In der Schweiz beispielsweise sei der tiefe Leitzins im globalen Tiefzinsumfeld und mit dem starken Franken geldpolitisch notwendig. Zurbrügg begründet: «Ein höheres Zinsniveau hierzulande würde dazu führen, dass sich der Franken noch weiter aufwertet.» In der Folge würde sich das Wirtschaftswachstum verlangsamen und die Preise von Waren und Dienstleistungen gerieten unter Druck. Käme es dadurch zu einem anhaltenden Abwärtsdruck auf die Preise, würde dies die Preisstabilität gefährden.
«Gleichzeitig birgt das anhaltende Tiefzinsumfeld Risiken für die Finanzstabilität», warnt Zurbrügg. Dabei stünden die Auswirkungen auf den Immobilien- und Hypothekarmarkt im Vordergrund. Die Kreditvergabe sei in den letzten Jahren deutlich stärker gewachsen als das Einkommen respektive das Bruttoinlandprodukt. «Gleichzeitig können wir einen zunehmenden Risikoappetit der Banken bei der Kreditvergabe beobachten.»

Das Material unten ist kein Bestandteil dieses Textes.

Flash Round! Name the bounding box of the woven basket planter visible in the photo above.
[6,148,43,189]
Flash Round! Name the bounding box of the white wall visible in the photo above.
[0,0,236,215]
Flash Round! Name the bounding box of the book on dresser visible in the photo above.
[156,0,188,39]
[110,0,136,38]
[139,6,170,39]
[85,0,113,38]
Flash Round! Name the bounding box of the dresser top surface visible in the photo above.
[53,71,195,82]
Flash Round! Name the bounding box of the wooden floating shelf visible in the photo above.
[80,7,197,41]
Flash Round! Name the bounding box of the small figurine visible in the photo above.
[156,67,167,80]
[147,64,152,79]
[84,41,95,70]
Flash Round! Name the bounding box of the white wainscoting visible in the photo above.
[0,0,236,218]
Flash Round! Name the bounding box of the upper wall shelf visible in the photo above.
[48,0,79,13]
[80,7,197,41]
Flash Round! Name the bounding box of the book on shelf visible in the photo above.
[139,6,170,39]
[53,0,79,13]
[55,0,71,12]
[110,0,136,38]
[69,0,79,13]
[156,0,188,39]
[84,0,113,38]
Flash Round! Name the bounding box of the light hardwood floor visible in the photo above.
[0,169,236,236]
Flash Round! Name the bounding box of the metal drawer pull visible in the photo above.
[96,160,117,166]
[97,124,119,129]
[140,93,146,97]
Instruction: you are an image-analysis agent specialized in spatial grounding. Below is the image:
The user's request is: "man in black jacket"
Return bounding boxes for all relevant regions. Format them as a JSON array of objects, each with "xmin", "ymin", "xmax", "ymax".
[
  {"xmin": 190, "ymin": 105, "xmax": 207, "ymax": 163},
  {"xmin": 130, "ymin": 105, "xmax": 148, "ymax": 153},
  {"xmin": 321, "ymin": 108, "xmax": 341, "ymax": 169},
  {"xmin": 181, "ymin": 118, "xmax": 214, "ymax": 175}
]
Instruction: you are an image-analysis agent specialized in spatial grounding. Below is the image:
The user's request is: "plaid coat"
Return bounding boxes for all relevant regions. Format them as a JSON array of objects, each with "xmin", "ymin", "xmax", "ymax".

Leitzins für Preise und Konjunktur
Was also sollten Zentralbanken bei diesem Zielkonflikt unternehmen? Zurbrügg folgert: Drei Gründe sprächen dagegen, den Leitzins zu erhöhen, um Übertreibungen am Kreditmarkt einzudämmen, wenn dies für die Preisstabilität und Konjunktur nicht angebracht sei.
Erstens sollte für jedes wirtschaftspolitische Ziel ein eigenes Instrument eingesetzt werden. Das reduziere Zielkonflikte und steigere die Effizienz der Instrumente. Zweitens wäre oft eine sehr starke Zinserhöhung nötig, um Übertreibungen am Kreditmarkt wesentlich entgegenzuwirken. «Mit dieser Feststellung verbunden ist drittens zu beachten, dass Zinserhöhungen naturgemäss die ganze Wirtschaft betreffen.»
Kapitalpuffer und Selbstregulierung für den Kreditmarkt
Deshalb müssten gegen Übertreibungen am Kreditmarkt andere Instrumente eingesetzt werden. Zurbrügg verweist auf den sektoriellen antizyklischen Kapitalpuffer in der Schweiz. Dieser verpflichte Banken, mehr Eigenkapital zu halten, wenn sich Ungleichgewichte am Hypothekarmarkt aufbauen.
Dazu kämen zwei Massnahmen der Selbstregulierung, die bei der Nachfrage nach Krediten ansetzten: Erstens die Pflicht, dass Hypothekarnehmer einen Mindestanteil an Eigenmitteln aufbringen müssen. Zweitens die Pflicht, dass sie einen Teil des Kredits innerhalb einer vorgegebenen Zeitspanne tilgen müssen, wenn die Belehnung mehr als zwei Drittel des Immobilienwerts ausmacht.
Diese Massnahmen hätten dazu beigetragen, dass die Dynamik am Kredit- und Immobilienmarkt in den letzten drei Jahren tiefer ausfiel als zuvor, stellte Zurbrügg fest. Gleichzeitig mahnte er: «Für eine Entwarnung ist es aber weiterhin zu früh.»